Patrakarpuram ) Cheap Call Girls In Lucknow (Adult Only) 🧈 8923113531 𓀓 Esco...akbard9823
 
Olivia Cox. intertextual references.pptx
Olivia Cox. intertextual references.pptxOlivia Cox. intertextual references.pptx
Olivia Cox. intertextual references.pptxLauraFagan6
 
Turn Lock Take Key Storyboard Daniel Johnson
Turn Lock Take Key Storyboard Daniel JohnsonTurn Lock Take Key Storyboard Daniel Johnson
Turn Lock Take Key Storyboard Daniel Johnsonthephillipta
 

Recently uploaded (20)

Call Girl in Bur Dubai O5286O4116 Indian Call Girls in Bur Dubai By VIP Bur D...

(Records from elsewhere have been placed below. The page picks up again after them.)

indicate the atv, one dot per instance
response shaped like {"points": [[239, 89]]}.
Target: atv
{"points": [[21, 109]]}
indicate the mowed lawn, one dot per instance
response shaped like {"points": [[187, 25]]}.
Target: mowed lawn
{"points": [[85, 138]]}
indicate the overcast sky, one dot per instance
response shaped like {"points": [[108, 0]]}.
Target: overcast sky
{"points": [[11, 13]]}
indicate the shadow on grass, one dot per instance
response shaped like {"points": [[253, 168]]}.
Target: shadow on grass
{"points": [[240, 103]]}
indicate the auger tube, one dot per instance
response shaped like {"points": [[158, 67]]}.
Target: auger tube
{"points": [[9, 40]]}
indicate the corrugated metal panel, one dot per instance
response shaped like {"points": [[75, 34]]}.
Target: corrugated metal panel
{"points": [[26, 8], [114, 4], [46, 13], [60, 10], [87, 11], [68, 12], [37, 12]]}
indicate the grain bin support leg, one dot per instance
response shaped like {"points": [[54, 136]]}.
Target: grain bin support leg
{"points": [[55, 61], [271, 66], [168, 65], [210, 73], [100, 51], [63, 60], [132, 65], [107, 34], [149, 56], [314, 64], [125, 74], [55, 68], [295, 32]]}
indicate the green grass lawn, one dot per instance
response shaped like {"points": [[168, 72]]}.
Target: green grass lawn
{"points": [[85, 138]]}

Call Girl in Bur Dubai O5286O4116 Indian Call Girls in Bur Dubai By VIP Bur D...Call Girl in Bur Dubai O5286O4116 Indian Call Girls in Bur Dubai By VIP Bur D...
Call Girl in Bur Dubai O5286O4116 Indian Call Girls in Bur Dubai By VIP Bur D...
 
Lucknow 💋 Virgin Call Girls Lucknow | Book 8923113531 Extreme Naughty Call Gi...

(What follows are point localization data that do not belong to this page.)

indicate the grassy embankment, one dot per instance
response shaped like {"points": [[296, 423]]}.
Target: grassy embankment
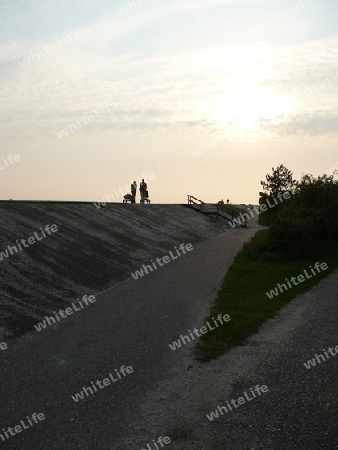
{"points": [[243, 293]]}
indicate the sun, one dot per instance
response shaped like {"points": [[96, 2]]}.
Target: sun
{"points": [[241, 112]]}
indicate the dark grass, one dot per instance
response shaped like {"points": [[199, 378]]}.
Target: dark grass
{"points": [[243, 293]]}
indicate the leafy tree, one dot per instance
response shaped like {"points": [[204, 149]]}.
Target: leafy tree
{"points": [[309, 219], [281, 180]]}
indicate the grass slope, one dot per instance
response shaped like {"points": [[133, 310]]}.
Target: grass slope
{"points": [[243, 293]]}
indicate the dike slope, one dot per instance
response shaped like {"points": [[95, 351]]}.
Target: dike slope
{"points": [[92, 250]]}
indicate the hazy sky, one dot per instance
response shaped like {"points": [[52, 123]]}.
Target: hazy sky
{"points": [[205, 95]]}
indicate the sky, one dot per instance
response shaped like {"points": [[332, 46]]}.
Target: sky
{"points": [[199, 97]]}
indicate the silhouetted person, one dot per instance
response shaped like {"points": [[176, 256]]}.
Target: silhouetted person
{"points": [[133, 191], [143, 189]]}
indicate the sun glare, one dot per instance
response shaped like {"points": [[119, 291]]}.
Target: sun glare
{"points": [[240, 112]]}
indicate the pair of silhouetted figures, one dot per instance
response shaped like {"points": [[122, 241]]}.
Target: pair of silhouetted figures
{"points": [[144, 195]]}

Lucknow 💋 Virgin Call Girls Lucknow | Book 8923113531 Extreme Naughty Call Gi...Lucknow 💋 Virgin Call Girls Lucknow | Book 8923113531 Extreme Naughty Call Gi...
Lucknow 💋 Virgin Call Girls Lucknow | Book 8923113531 Extreme Naughty Call Gi...
 
Bridge Fight Board by Daniel Johnson dtjohnsonart.com
Bridge Fight Board by Daniel Johnson dtjohnsonart.comBridge Fight Board by Daniel Johnson dtjohnsonart.com
Bridge Fight Board by Daniel Johnson dtjohnsonart.com
 
Mandi House Call Girls : ☎ 8527673949, Low rate Call Girls
Mandi House Call Girls : ☎ 8527673949, Low rate Call GirlsMandi House Call Girls : ☎ 8527673949, Low rate Call Girls
Mandi House Call Girls : ☎ 8527673949, Low rate Call Girls
 
Bur Dubai Call Girls # 971504361175 # Call Girls In Bur Dubai || (UAE)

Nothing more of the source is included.